CX proposal clears Senate committee
The legislation targets “high-impact” government services for streamlining and improvement.
A bipartisan bill that would charge certain government agencies with creating action plans to improve high-profile services will move to the Senate floor for consideration.
On Wednesday, the Senate Homeland Security and Governmental Affairs Committee voted to advance the Improving Government Services, which Committee Chair Gary Peters, D-Mich., introduced last month alongside Sens. James Lankford, R-Okla., and John Cornyn, R-Texas.
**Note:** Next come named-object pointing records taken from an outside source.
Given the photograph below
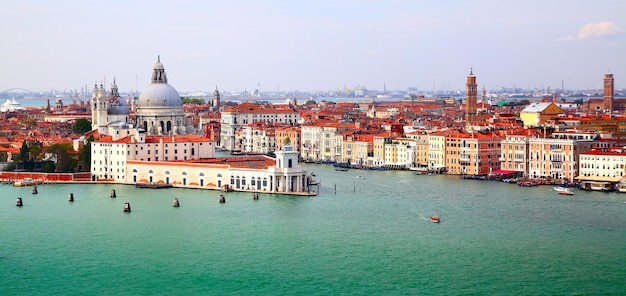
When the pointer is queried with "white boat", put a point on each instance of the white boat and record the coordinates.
(563, 190)
(27, 182)
(420, 171)
(11, 105)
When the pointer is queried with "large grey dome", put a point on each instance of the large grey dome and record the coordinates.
(159, 95)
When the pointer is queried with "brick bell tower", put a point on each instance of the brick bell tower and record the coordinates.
(608, 92)
(471, 93)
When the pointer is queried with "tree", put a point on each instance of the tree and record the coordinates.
(82, 125)
(35, 152)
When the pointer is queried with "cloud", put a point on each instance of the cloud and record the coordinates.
(594, 30)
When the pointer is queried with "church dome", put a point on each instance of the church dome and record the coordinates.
(159, 94)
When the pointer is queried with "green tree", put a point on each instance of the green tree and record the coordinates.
(82, 125)
(61, 155)
(35, 152)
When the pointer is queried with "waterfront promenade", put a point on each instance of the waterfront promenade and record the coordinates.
(361, 235)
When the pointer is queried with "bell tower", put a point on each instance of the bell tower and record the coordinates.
(608, 92)
(471, 93)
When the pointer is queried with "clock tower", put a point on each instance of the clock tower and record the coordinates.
(471, 93)
(608, 92)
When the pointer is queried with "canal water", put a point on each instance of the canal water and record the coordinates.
(367, 232)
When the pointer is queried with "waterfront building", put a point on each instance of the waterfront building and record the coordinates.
(311, 140)
(288, 132)
(472, 153)
(556, 158)
(110, 154)
(537, 114)
(358, 149)
(331, 140)
(514, 154)
(234, 118)
(251, 173)
(380, 140)
(257, 138)
(400, 153)
(437, 150)
(602, 168)
(421, 148)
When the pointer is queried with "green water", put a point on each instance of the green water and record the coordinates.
(371, 237)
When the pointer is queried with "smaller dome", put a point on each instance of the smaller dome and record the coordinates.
(159, 95)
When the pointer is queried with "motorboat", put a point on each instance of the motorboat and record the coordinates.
(11, 105)
(27, 182)
(560, 189)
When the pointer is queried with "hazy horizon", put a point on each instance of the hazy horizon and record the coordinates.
(312, 45)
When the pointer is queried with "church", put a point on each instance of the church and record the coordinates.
(156, 145)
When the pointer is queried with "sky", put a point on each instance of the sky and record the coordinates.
(305, 45)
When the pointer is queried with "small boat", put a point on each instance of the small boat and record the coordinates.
(27, 182)
(560, 189)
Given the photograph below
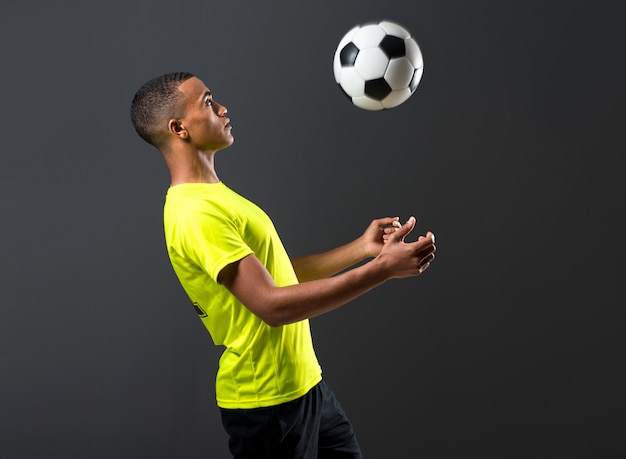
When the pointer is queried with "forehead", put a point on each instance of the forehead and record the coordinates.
(193, 88)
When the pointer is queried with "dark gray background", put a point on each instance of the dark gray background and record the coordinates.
(511, 151)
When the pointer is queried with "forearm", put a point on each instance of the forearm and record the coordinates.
(284, 305)
(322, 265)
(250, 282)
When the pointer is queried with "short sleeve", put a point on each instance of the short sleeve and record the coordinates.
(213, 240)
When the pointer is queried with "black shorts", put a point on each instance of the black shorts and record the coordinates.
(310, 427)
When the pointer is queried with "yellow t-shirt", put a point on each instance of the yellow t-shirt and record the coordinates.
(207, 227)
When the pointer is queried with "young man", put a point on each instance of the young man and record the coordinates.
(252, 298)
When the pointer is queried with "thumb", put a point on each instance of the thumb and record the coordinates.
(404, 230)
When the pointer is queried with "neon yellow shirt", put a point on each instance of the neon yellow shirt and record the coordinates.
(207, 227)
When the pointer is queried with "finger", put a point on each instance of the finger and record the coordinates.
(386, 221)
(404, 230)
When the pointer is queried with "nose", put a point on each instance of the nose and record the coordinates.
(220, 109)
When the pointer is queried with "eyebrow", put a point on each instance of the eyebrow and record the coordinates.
(206, 94)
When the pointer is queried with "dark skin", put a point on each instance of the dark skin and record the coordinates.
(189, 154)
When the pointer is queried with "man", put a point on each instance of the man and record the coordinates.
(252, 298)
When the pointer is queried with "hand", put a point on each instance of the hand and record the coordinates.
(377, 234)
(404, 259)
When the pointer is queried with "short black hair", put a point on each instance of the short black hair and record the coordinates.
(155, 103)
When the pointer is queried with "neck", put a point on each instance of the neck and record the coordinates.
(191, 167)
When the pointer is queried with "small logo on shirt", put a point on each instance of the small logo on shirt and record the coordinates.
(199, 310)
So far, it does not have a House companion.
If the bill is passed, federal entities deemed “high-impact” because of the services they provide would have one year to develop public, annual customer experience action plans meant to “ensure that agencies improve taxpayer satisfaction by implementing private sector best practices like call backs and online services,” Peters said in a statement.
The government already maintains a list of what services are considered high-impact, which includes food assistance programs at the Agriculture Department and government employment services at the Office of Personnel Management.
“Taxpayers are often forced to navigate red tape, outdated websites and long wait times when trying to access the federal agency services their tax dollars fund,” said Cornyn in a statement. “This legislation would help federal agencies improve their ‘customer satisfaction’ by requiring them to adopt proven customer service practices from the private sector.”
Select agencies would be required to plan methods to strip away administrative burdens, improve outreach on public programs and prevent fraud. They would also be on the hook for increasing the quantity of and improving the quality of protections for sensitive information about customers and for providing information about any backlogs in services and average wait times customers faced. In addition, such agencies would have to adopt best practices from the private sector, like call-back options on phone lines.
The Office of Management and Budget would also be tasked with looking into places where agencies might consider co-locating government services.
The bill’s backers noted in an announcement about the proposal that some agencies have already seen progress in their efforts to improve how the public experiences and rates their services. Customer experience has been a priority in the Biden administration, as established under a December 2021 executive order requiring several agencies to update and improve their services.
Trust in the Department of Veterans Affairs among veterans, their families and others surveyed is at 76% — that’s up by 20% since fiscal 2016, according to recent VA updates. But the senators want greater improvements.
The authors of the bill aren’t the only lawmakers eying customer experience legislation lately. A bipartisan set of House lawmakers introduced their own customer experience proposal earlier this month, which would require OMB to tap a CX lead in charge of governmentwide standards and guidance and agencies to also designate a lead for CX improvements.